Premières lignes – 12 avril

Des Premières lignes très efficaces :

« Le matin où les étrangers arrivèrent sur l’île, la Main de Sheltel fut la première à les voir.
Elle allait revêtir son masque quand, par la fenêtre, elle aperçut un point sombre à l’horizon. Un mirage, crut-elle ; un tremblement de la chaleur sur l’eau. La mer était vide, bien sûr. Rien ne venait jamais de l’océan.
Elle ne lança pas l’alerte. « 

Avant de commencer à parler de ce roman, je dois faire une petite digression. L’année dernière, quand j’ai appris que Folio SF lançait ce concours pour les 20 ans, j’ai — à peine — hésité et j’ai essayé de mettre les bouchées doubles pour peaufiner un des romans que j’avais mais qui nécessitait pas mal d’ajustements . Mais vu le confinement, les circonstances un peu exceptionnelles ( mon dos faisant des siennes aussi ), les choses ne se sont pas déroulées exactement comme prévu et je n’ai pas réussi à finaliser les corrections en temps et en heure. Un peu dépitée, je me suis donc résolue à leur faire parvenir un autre manuscrit, que j’aime aussi mais qui correspondait moins bien au concours, à mon avis. Moi aussi, j’ai patienté et malgré quelques rumeurs diffuses, je ne voyais rien venir… Jusqu’à ce que j’apprenne le nom de la personne puis du roman qui avait gagné le concours. Autant dire que j’avais hâte, dès les premiers retours, de lire cette histoire. — et non, je n’ai pas été déçue, suite plus bas 😉 —

Derniers jours d’un monde oublié par Vuklisevic

Édition: Folio SF

Parution: 01/04/2021

Résumé : Plus de trois siècles après la Grande Nuit, Sheltel, l’île du centre du monde, se croit seule rescapée de la catastrophe. Mais un jour, la Main, sorcière chargée de donner la vie et de la reprendre, aperçoit un navire à l’horizon. Il est commandé par une pirate impitoyable, bien surprise de trouver une île au milieu du Désert Mouillé.
Si la Main voit en ces étrangers une menace pour ses secrets, Arthur Pozar, commerçant sans scrupules, considère les intrus comme des clients potentiels, susceptibles d’augmenter encore, si possible, son immense fortune. C’est une nouvelle ère qui s’ouvre. Qu’elle les mène à la gloire ou à la ruine, la sorcière, la pirate et le vieux marchand en seront les instigateurs, bien malgré eux.

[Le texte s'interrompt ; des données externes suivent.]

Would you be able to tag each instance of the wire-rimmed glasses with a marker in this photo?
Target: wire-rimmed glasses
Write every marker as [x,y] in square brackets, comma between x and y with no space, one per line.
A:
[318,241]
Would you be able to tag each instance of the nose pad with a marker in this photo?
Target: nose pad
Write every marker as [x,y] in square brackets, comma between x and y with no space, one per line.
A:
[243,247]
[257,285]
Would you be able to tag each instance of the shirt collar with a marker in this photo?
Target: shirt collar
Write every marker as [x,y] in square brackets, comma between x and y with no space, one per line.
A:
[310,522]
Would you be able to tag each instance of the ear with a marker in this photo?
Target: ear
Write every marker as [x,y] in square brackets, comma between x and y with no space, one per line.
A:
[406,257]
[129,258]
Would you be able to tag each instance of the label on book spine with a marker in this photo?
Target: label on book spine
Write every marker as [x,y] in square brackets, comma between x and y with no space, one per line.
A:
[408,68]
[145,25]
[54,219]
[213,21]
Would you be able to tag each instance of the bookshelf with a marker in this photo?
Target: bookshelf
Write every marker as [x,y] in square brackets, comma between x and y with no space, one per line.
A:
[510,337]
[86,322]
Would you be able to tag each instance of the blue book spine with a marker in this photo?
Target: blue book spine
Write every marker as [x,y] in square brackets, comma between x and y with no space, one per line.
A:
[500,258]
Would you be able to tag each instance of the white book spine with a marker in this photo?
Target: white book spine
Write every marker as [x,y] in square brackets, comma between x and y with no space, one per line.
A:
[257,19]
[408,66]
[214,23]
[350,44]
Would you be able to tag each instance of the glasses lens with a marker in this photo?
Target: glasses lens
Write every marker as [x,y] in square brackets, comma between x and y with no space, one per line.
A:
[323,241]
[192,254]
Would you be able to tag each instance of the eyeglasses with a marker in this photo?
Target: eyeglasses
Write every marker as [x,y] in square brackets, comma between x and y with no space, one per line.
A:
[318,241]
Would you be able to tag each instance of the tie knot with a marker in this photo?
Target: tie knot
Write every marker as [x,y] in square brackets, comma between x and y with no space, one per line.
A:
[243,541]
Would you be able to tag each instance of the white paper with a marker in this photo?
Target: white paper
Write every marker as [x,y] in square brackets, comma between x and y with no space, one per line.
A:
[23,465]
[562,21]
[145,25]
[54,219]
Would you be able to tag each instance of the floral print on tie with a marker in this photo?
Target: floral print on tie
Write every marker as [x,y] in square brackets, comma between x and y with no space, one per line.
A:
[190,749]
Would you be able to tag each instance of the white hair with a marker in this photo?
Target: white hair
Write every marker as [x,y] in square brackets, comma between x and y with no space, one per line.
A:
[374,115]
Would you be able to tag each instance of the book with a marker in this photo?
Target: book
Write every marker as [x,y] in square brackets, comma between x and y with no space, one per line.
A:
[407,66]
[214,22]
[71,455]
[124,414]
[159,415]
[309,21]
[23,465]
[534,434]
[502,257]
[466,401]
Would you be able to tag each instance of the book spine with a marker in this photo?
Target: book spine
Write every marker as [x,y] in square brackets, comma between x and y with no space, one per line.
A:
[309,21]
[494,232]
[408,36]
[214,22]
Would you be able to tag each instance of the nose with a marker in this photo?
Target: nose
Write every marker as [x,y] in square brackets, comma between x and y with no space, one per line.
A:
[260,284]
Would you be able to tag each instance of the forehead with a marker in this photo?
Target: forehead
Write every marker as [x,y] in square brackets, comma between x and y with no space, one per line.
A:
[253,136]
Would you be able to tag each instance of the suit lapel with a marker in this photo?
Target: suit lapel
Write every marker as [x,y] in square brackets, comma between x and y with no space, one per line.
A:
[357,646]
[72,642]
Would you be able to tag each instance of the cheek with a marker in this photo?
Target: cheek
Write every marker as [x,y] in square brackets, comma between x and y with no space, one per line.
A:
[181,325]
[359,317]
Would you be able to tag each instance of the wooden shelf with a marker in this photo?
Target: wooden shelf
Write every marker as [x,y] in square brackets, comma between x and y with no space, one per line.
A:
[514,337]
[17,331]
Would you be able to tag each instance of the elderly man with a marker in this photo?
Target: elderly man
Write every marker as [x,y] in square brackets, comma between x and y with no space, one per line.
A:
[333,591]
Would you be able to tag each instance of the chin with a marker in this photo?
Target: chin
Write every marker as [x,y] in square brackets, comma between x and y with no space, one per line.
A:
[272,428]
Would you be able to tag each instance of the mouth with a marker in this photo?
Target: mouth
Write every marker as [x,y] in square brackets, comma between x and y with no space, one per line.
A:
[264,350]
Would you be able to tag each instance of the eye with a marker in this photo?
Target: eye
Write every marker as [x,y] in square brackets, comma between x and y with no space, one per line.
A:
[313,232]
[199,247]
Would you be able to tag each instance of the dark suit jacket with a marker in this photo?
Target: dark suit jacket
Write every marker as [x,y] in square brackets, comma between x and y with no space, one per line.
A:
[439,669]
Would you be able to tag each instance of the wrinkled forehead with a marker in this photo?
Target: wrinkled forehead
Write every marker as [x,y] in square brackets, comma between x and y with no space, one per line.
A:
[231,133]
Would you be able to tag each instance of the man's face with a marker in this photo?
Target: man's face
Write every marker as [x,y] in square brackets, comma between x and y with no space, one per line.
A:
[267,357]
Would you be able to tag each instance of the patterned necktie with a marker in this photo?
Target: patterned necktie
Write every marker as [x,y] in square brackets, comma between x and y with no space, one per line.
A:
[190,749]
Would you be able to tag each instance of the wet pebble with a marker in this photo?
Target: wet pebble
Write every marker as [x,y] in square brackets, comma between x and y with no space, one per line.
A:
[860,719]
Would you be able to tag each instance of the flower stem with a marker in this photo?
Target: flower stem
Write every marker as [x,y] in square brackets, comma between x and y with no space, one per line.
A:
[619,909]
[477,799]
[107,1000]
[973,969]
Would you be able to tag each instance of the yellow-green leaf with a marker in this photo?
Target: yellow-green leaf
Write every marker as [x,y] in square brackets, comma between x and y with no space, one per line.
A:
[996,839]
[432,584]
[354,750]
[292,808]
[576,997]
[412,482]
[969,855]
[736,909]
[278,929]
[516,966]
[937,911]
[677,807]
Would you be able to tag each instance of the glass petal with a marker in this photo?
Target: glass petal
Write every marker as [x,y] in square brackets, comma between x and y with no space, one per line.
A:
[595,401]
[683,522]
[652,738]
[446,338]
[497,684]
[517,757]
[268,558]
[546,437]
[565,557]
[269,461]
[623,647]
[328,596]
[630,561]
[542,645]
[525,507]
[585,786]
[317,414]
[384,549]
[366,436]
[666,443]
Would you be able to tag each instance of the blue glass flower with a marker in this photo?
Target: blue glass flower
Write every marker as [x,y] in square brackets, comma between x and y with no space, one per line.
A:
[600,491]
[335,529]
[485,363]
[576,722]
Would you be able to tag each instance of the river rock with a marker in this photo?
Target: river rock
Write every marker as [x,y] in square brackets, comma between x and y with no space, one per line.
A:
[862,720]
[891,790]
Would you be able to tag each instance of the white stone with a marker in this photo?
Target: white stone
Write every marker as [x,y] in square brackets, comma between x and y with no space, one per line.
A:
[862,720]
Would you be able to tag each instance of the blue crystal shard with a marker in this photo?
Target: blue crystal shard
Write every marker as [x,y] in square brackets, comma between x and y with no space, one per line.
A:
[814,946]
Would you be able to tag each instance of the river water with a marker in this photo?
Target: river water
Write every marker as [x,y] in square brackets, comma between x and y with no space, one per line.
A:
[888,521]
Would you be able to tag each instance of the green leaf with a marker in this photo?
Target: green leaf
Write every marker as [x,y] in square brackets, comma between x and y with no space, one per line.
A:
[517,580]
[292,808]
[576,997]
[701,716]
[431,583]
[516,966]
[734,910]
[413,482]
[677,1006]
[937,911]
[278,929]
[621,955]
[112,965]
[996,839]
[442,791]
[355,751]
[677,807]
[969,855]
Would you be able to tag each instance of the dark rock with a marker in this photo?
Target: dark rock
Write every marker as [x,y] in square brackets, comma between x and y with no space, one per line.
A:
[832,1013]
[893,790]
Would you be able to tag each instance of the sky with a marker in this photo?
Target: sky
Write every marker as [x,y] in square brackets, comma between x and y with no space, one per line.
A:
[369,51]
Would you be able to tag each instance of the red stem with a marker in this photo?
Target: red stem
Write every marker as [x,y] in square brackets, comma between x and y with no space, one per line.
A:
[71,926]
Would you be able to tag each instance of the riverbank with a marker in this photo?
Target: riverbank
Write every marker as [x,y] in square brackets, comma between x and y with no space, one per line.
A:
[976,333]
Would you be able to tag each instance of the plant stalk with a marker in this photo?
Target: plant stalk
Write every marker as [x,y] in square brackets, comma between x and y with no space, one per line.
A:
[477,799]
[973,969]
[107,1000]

Derniers jours d’un monde oublié se déroule sur une île, Sheltel ( en yiddish, un shtetl, c’est une petite ville ), une île totalement perdue sur l’océan ; un monde oublié. Ce monde fonctionne en circuit fermé depuis des siècles, basé sur un système bien huilé, même s’il est loin d’être parfait, sur des traditions et des rites fermement ancrés. La vie y est dure : certaines personnes ne peuvent survivre et doivent laisser leur place à d’autres. Mais tout a été pensé de longue date pour que cette société perdure.

L’île est ainsi dirigée par les Natifs, des êtres aux spécificités intéressantes; ce qui m’a fait penser parfois à La Cité des Anciens de Robin Hobb, dans les descriptions.
Deux autres communautés vivent sous la domination des Natifs et de leur Roi : les Dusties (inutile de préciser l’étymologie ) dans la ville de Dust, et les Ashim ( ashim ou hashim, en arabe « généreux, », entre autres, mais aussi « hashem » en hébreu), considérés comme les immigrés, sur l’île, qui ne font qu’emprunter un morceau de territoire. Les Dusties ont des droits plus importants que les Ashim.
Le Natif est censé être le souverain mais son pouvoir est contrebalancé par l’influence de la Bénie, une sorte de prêtresse qui veille sur les plus pauvres. Mais la Bénie se trouve elle-même sous la coupe d’un étrange personnage, un vieux marchand, du nom d’Arthur Pozar.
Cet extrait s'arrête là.